Perhaps most crucially, home price appreciation has outpaced wage gains, pushing many potential buyers out of the market.

"That's really the crux of the problem," said David Cobb, regional director at housing research firm Metrostudy. "Prices, combined with the increased mortgage rates, have eroded buyers' purchasing power."

Affordability poses a growing challenge. Johnson said Palm Beach County homes now cost 3.7 times annual income, a bit above the 20-year average of 3.1 times income.

In the real estate bubble of 2007, Palm Beach County homes cost 4.7 times income. So while Johnson said home prices have defied gravity in some parts of the country, Palm Beach County is poised for a soft landing rather than a crash.

"Dallas is in a bubble. Denver is in a bubble," Johnson said. "We're not. We're just above the long-term trends. We are overpriced, but only minimally."

Palm Beach County home prices remain well below their boomtime highs. During the housing bubble, the county's median resale price peaked at $421,500 in November 2005 (a sum that, adjusted for inflation, equates to $537,622 in today's dollars). As of November 2018, the median house price was $348,000.

With the economy booming nationally and locally, a downshift in the housing market comes as something of a surprise.

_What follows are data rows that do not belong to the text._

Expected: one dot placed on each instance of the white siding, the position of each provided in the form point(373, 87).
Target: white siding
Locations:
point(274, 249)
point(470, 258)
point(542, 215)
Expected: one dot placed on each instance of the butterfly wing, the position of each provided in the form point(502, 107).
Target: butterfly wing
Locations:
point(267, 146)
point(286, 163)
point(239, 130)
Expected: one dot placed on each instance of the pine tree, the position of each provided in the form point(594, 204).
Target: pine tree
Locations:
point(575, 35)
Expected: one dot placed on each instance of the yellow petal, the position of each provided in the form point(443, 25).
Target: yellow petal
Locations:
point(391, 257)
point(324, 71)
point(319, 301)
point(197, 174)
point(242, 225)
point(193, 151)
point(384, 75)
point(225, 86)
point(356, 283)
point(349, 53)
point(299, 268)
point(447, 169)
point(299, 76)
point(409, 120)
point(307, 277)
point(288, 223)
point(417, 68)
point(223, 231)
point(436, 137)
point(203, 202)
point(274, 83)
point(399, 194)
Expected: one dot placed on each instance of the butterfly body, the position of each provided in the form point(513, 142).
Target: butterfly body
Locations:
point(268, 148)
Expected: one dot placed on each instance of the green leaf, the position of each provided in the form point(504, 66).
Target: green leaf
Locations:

After all, a booming labor market and the return of population growth are trends that typically boost property prices.

Palm Beach County's unemployment rate fell to 3 percent in November, an all-time low. What's more, people keep moving to Palm Beach County, bringing demand for housing with them. The University of Florida's Bureau of Economic and Business Research predicts Palm Beach County's population will expand from 1.41 million in 2017 to 1.64 million in 2030, a 16 percent increase.

Meanwhile, on the supply side of the housing equation, builders took a 10-year hiatus after the Great Recession, capping the number of homes for sale. And large investors such as Invitation Homes snapped up hundreds of houses in Palm Beach County and turned them into rental properties.

Those trends have combined to boost demand, limit supply and put a floor under home prices.

So far, signs of cooling have been faint. In November, there was a 5.1-month supply of houses for sale in Palm Beach County, up ever so slightly from a 4.9-month supply a year earlier, according to the Realtors of the Palm Beaches and Greater Fort Lauderdale. And the number of sales fell only slightly.

However, the median home price rose to $348,000, up 5.5% from November 2017. And the median time for a house to sell dipped to 92 days, down from 101 days a year earlier.

The mixed messages leave some real estate professionals scratching their heads.

"It's hard to decipher," said Jackie Ellis, a Keller Williams broker in Boynton Beach. "Clearly, the market could go either way."

Like Johnson, she expects any cooling in property prices to be modest, particularly in contrast to the real estate bust that lasted for years and slashed Palm Beach County home values in half.

"I do sense we're going to get a slowdown," Ellis said. "But it's not going to be anything like before, where people had to give back their houses."

As large-scale home building returns to the county, buyers have begun moving into new houses in the Westlake and Arden developments in western Palm Beach County, and a number of smaller projects are under way.

Builders have been seeking aggressive prices for new houses. In the third quarter, the average asking price of a new house in Palm Beach County was $760,000, Cobb said. However, cooling demand could force builders to offer incentives and cut prices.

"Builders are having to do two things: They're getting more realistic about their prices, and they're building a little bit smaller houses to get those prices down," Cobb said.